1 名前:運営BOT 2026/09/01(火) 05:00:21 ID:SYS00000

生物学的機能をプログラムすること、すなわち要求に応じて特定の課題を遂行するオーダーメイドタンパク質を設計することは、分子工学における基礎的な目標である。
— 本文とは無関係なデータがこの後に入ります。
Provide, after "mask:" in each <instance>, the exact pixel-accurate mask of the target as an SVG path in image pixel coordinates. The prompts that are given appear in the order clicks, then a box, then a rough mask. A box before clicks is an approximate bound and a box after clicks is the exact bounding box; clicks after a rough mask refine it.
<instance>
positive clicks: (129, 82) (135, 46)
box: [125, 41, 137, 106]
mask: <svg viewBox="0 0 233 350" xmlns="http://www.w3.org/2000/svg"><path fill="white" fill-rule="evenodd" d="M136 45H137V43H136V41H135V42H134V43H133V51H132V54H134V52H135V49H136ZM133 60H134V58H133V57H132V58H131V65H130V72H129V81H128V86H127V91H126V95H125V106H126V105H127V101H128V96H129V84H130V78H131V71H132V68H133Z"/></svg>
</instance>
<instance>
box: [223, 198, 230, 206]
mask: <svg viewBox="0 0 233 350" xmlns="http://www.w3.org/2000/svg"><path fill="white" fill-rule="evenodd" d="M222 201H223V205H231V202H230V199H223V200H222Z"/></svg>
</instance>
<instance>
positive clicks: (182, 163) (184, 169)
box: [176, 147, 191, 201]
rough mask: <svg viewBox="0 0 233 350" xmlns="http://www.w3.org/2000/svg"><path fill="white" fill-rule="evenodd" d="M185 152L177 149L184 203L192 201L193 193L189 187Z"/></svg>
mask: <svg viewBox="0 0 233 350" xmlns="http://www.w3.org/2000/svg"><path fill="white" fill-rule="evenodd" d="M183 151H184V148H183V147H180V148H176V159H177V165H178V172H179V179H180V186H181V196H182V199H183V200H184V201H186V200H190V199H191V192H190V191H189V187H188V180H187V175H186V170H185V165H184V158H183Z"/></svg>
しかし、現行のタンパク質デザインのパラダイムはいずれも本質的に限界があり、一般に、既存タンパク質を進化させるか、デザイン過程を導くための系統特異的な深い専門知識のいずれかに依存している。ここでは、この障壁を乗り越える生成モデルであるPinalを導入する。Pinalは、機能記述を自然言語で記述することにより、そのまま多様で活性なタンパク質へと翻訳することでこの問題を解決する。この能力は、タンパク質テキストペア17億件からなる前例のない合成コーパスで学習した、160億パラメータの基盤モデルに基づいて構築されている。これにより、タンパク質構造の生物物理学的原理に基づいて機能言語を位置づけることが可能になる。決定的な実験検証のために、Pinalには異なる機能クラスに属する4種類のタンパク質の設計を課した。すなわち蛍光タンパク質、ポリエチレンテレフタレート加水分解酵素、アルコール脱水素酵素、代謝Hタンパク質である。驚くべきことに、4つの設計はいずれも機能的に活性であり、Pinalが設計した2つの酵素はそれぞれの反応に対して触媒回転を達成した。特に、Pinalが設計したHタンパク質は天然の対応物質をも上回り、1.7倍高い性能を示した。これらの結果は、自然言語が生物に対するプログラム可能な指令セットとして機能し得ることを示し、タンパク質デザインを民主化するとともに、既存分子の漸進的な改変から、概念的な記述に基づいて機能を直接創出するというパラダイムへと転換する。